Patti Hathaway, Certified Speaking Professional and author of 3 books, is known as The CHANGE AGENT. Her most recent book is Untying the 'Nots' of Change Before You're Fit to be Tied. Patti works with organizations who want to make change work and with those organizations who want to change their customer service culture. Patti provides customized keynotes and workshops. Contact Patti at 1-800-339-0973 or at her web-site: for information on her speaking services or to receive her complimentary e-mail newsletter.

Click here to read part 1.

In the last issue, we discussed the first two phases in the Cycle of Resistance, in this article we'll look at the final 2 phases.

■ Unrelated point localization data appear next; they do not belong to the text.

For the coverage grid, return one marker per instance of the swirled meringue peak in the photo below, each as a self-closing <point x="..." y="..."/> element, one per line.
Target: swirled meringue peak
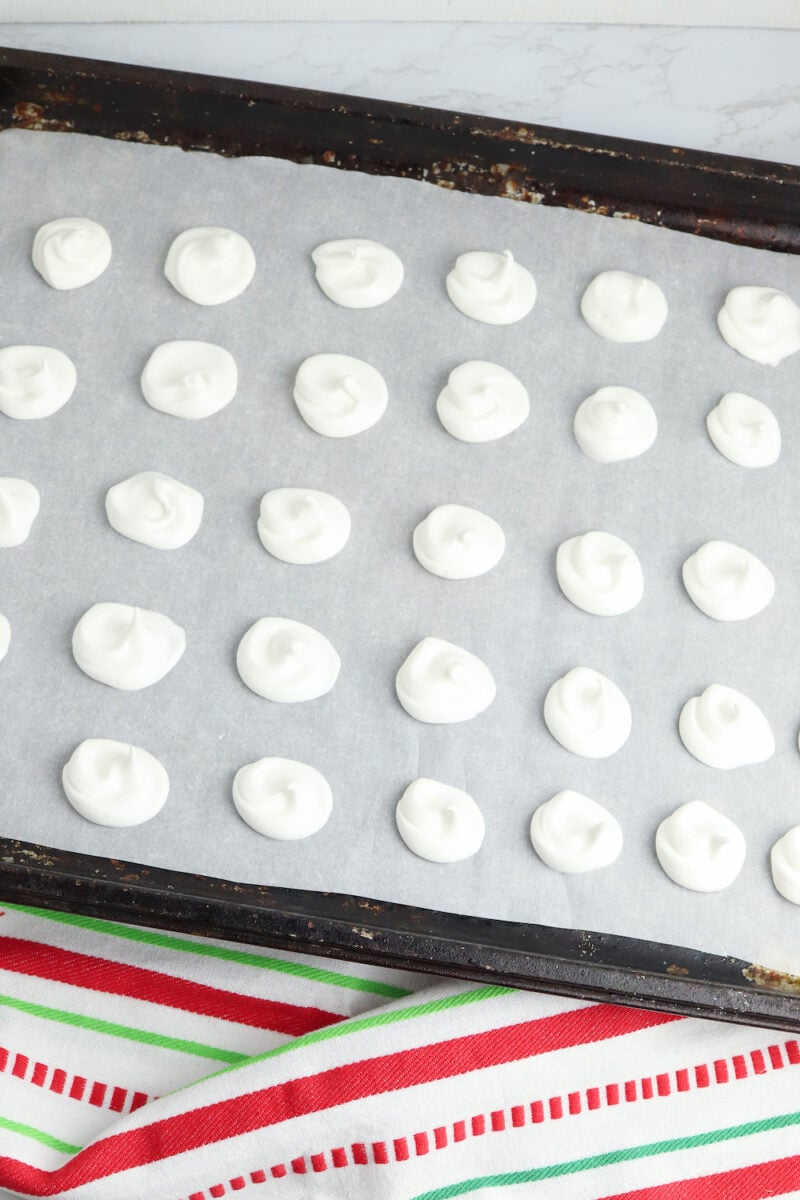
<point x="299" y="525"/>
<point x="785" y="861"/>
<point x="614" y="424"/>
<point x="125" y="647"/>
<point x="35" y="381"/>
<point x="624" y="307"/>
<point x="588" y="714"/>
<point x="762" y="324"/>
<point x="457" y="543"/>
<point x="727" y="582"/>
<point x="114" y="784"/>
<point x="71" y="252"/>
<point x="699" y="849"/>
<point x="440" y="683"/>
<point x="210" y="265"/>
<point x="19" y="504"/>
<point x="492" y="288"/>
<point x="282" y="798"/>
<point x="600" y="574"/>
<point x="287" y="661"/>
<point x="337" y="395"/>
<point x="356" y="273"/>
<point x="723" y="729"/>
<point x="190" y="379"/>
<point x="745" y="431"/>
<point x="573" y="833"/>
<point x="439" y="822"/>
<point x="155" y="509"/>
<point x="482" y="402"/>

In Phase 3: Heal the Pain, the focus is still on self and how the changes will affect me. But now, at least we are past "feeling" the pain and the focus on yesterday and are now beginning to look to the future and challenge for tomorrow. It is important to note that we are still on the bottom of the cycle and we are still dealing with pain.

One of the main things people experience in the "healing" phase is organizational chaos and indecisiveness. Indecisiveness in many organizations is what they call committees or task forces. The organization doesn't know exactly what the game plan is so they assign a committee to help them figure it out.

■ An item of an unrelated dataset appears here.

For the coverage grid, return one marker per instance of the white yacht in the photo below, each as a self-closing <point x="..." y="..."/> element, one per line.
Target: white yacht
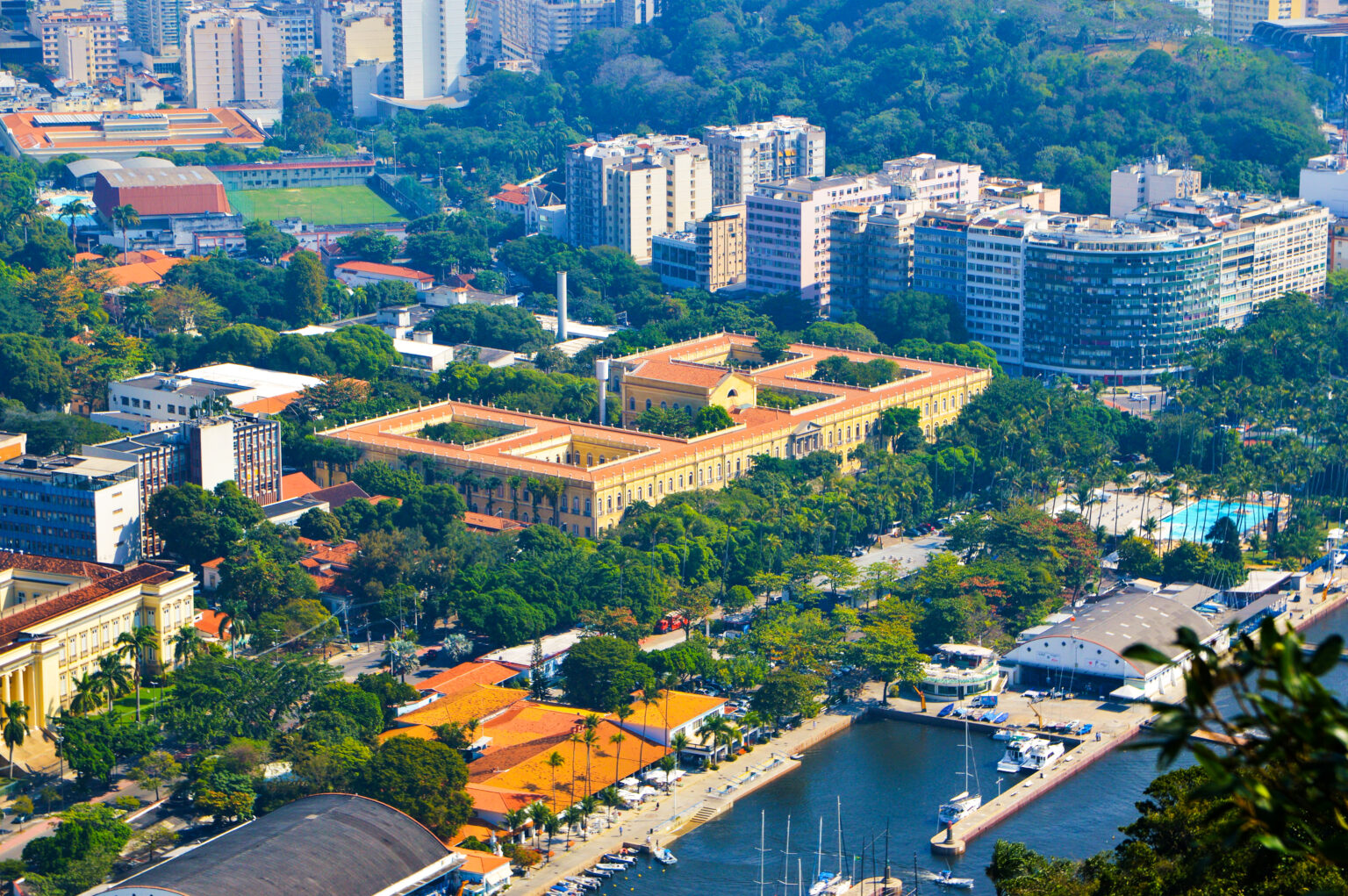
<point x="1041" y="755"/>
<point x="1014" y="759"/>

As we discussed earlier, many people just want their boss to tell them what "The Plan" is. In reality, there is no specific, concrete, well-defined, set-in-stone plan - particularly when it comes to defining the how-to's of the change that is being introduced. Most game plans are fluid in nature and may and will change as the needs dictate.

Time is an issue. This "car" is being built as it's moving along. Lack of preparation kills momentum. Staff crave information and are frustrated due to the lack of information.
-- Vice President of Customer Relations

What is critical in this phase is for you to give your input and ideas into the plan and for the management team to listen to your ideas and concerns about the plan. The second critical aspect of this phase is to learn to forgive those who have wronged you in the past so you can move into your future.

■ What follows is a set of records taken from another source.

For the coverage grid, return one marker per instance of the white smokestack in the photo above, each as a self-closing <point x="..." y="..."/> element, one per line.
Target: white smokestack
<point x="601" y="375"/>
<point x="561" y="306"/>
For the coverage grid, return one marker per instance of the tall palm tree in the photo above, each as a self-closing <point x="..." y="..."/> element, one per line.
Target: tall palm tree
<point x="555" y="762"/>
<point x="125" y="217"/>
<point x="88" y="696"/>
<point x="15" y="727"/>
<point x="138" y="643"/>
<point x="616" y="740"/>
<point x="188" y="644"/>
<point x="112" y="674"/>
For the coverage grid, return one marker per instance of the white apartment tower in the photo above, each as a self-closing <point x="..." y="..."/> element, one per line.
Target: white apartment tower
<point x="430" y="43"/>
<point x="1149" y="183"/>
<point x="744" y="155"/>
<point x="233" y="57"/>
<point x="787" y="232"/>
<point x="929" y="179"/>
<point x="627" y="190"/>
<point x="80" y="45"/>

It's almost like a coach at half time giving the team information and revising the game plan prior to the second half of the game. Sometimes the strategy/game plan the coach originally designed doesn't work out in the real world. Effective team players need the strength and ability to give honest input from a front-line perspective. Why return to the game with a plan that you know will not work? (On my website is an article on how to provide feedback to your boss by "whining with purpose").

There is a force that somehow pushes us to choose the more difficult path whereby we can transcend the mire and muck into which we are often born. Despite all that resists the process, we do become better human beings.   -- M. Scott Peck

Eventually, people build enough trust in the leadership of their organization to consider committing themselves to  Phase 4: New Growth for Tomorrow. It means making a commitment to a not-exactly, non-specific, vague tomorrow. The best analogy for this final phase is marriage. For those of us who are married, how many of us really knew what marriage was going to be like before we got married? Very few of us. Yet most of us hopefully and willingly made our commitment to our spouse -- even with all the unknowns. Does this mean that every single day we absolutely love and adore our spouse? Hardly.

I once heard a well-known evangelist interviewed about his 50+ year marriage to his wife. He was asked the question if he and his wife ever discussed divorce. Without hesitation, he replied, Divorce no, murder yes.  I think I'm in good company and so are you. Even though we love our spouse, we may not absolutely like them all the time.

The same is true with your organization. When you make the commitment to New Growth for your organization and their vision for tomorrow, it doesn't mean you will always like what's going on in your organization or the direction they are headed. But, it also doesn't mean you are any less committed to the organization. I believe commitment is a gift you give yourself because riding the fence and wavering with your commitment only means you're prolonging an inevitable fall in marriage and in your organizational life!

I made complete job change. I can now see the plan come together, we can advocate for our clients and make the new planning system a true reality. Now when we see the glass half-full, we can assist with filling it up. It has opened our minds to new avenues.
Primary Service Coordinator

How would our world be different if we were all 100% committed to our marriages? How would your organization be different if all its employees were all 100% committed to the success of your organization? It would be much more difficult to fail. When you only give part of yourself to success in your job, you are asking for failure. It means constantly updating your resume and looking for other options. Remember, the grass is always greener on the other side of the fence, but it still needs to be mowed over there. If you think you're going to leave your current organization for a less tumultuous organization, in most cases, you will be in for a rude awakening. Change in organizations is the norm, not the exception nowadays. Instead of leaving your current organization, consider learning how to effectively cope with change and you will learn skills that will last you for a lifetime.

There are too many people praying for mountains of difficulty to be removed, when what they really need is courage to climb them.